I guess you mean this:

That flag is

  1. Irrelevant for GemmEx usage
  2. Deprecated

Sometimes people think it is a way to switch Tensorcore usage on/off. That may have once been true for a very specific non-GemmEx case/usage, but it is no longer true, and it was never true (to my knowledge) for GemmEx. In any event it no longer serves any such purpose.

So its not surprising your results are similar/comparable. They are both doing the same thing. The idea that one is using tensor core and the other isn’t is false.

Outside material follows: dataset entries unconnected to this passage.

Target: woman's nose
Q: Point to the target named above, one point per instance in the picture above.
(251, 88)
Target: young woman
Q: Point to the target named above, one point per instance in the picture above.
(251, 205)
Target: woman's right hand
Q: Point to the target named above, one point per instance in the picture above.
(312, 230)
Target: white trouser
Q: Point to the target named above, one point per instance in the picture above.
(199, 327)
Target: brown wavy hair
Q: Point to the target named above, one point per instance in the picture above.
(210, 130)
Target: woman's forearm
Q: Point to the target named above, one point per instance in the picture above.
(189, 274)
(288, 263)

(I don’t know if I should point this out or not, as it is besides the point. But the math mode is a sticky setting. Once you set it, it remains. Therefore setting it on your first iteration means it will be set that way for all subsequent iterations. But even if you “fixed” that, e.g. by switching the math mode to default on subsequent iterations, you would not observe a significant difference.)

1 Like

Thx for explanation.
Now following on your stick settings, I looked for flag to turn off but looks like there is no explicit ways to turn off these days?
I look at: 2.2.10 cublasMath_t
CUBLAS_DEFAULT_MATH but it says tensor core is used whenever possible.

CUBLAS_PEDANTIC_MATH says may not best performative setting but nothing said about tensor core.
CUBLAS_TF32_TENSOR_OP_MATH will use tensor core…
CUBLAS_MATH_DISALLOW_REDUCED_PRECISION_REDUCTION nothing said about tensor core.

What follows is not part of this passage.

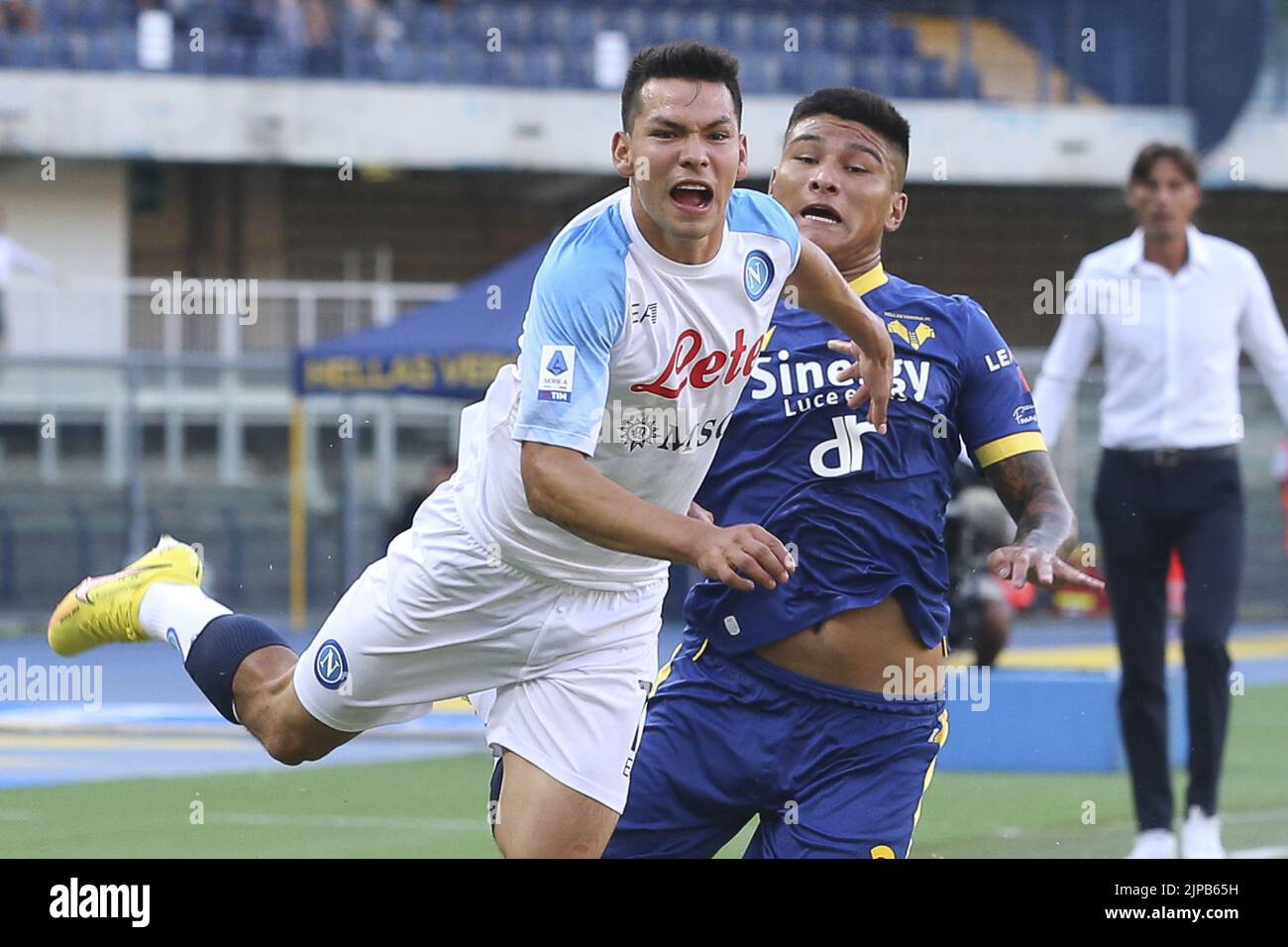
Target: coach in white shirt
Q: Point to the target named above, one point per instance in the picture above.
(1170, 308)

Accoding to this statement " Since this setting does not directly control the use of Tensor Cores, the mode CUBLAS_TENSOR_OP_MATH is being deprecated, and will be removed in a future release." tensor core usage is not controlled by user but rather just decided by softare? (runtime or compile whatever…)

Yes, I would agree, I don’t find a way to turn it off. To be clear, there was never a way to turn it off with GemmEx.

I tested seprately, CUBLAS_PEDANTIC_MATH does not turn it off for your GemmEx example.

Yes, tensorcore usage is decided by the CUBLAS library call.

1 Like

I had an idea hellbent on going as far as installing backward version cuda 9 to see how it works. However it is not insalling well on stream9 so I am even trying older Centos 7. Will post an update if successful.

So even with deprecated version, where I can use to turn off? I am bit confused on that part:
Here is original code from historical perspective, I am reviewing, which says “…Set the math mode to allow cuBLAS to use Tensor Cores:`” which conversely, I am sort of assuming not using will not use tensor core. And further down the line gemmEx being called: cublasGemmEx

// First, create a cuBLAS handle:

cublasStatus_t cublasStat = cublasCreate(&handle);

// Set the math mode to allow cuBLAS to use Tensor Cores:

cublasStat = cublasSetMathMode(handle, CUBLAS_TENSOR_OP_MATH);

// Allocate and initialize your matrices (only the A matrix is shown):

size_t matrixSizeA = ( size_t )rowsA * colsA;

T_ELEM_IN **devPtrA = 0;

cudaMalloc(( void **)&devPtrA[0], matrixSizeA * sizeof (devPtrA[0][0]));

T_ELEM_IN A = (T_ELEM_IN *) malloc (matrixSizeA * sizeof (A[0]));

memset ( A, 0xFF, matrixSizeA* sizeof (A[0]));

status1 = cublasSetMatrix(rowsA, colsA, sizeof (A[0]), A, rowsA, devPtrA[i], rowsA);

// ... allocate and initialize B and C matrices (not shown) ...

// Invoke the GEMM, ensuring k, lda, ldb, and ldc are all multiples of 8,

// and m is a multiple of 4:

cublasStat = cublasGemmEx(handle, transa, transb, m, n, k, alpha,

A, CUDA_R_16F, lda,

B, CUDA_R_16F, ldb,

beta, C, CUDA_R_16F, ldc, CUDA_R_32F, algo);

This is the only thing I have come across, that allowed computation with or without tensorcore, and as far as I know its deprecated and/or doesn’t work that way anymore. I don’t have any further information and don’t have suggestions for anything like that with GemmEx.

OK I will try those. Going back cuda9 is next to impossible. All the support distros has EOL. so can not get any updates and packages: u1604, 1704, fedora, and centos7. I am throwing in the towel on this one.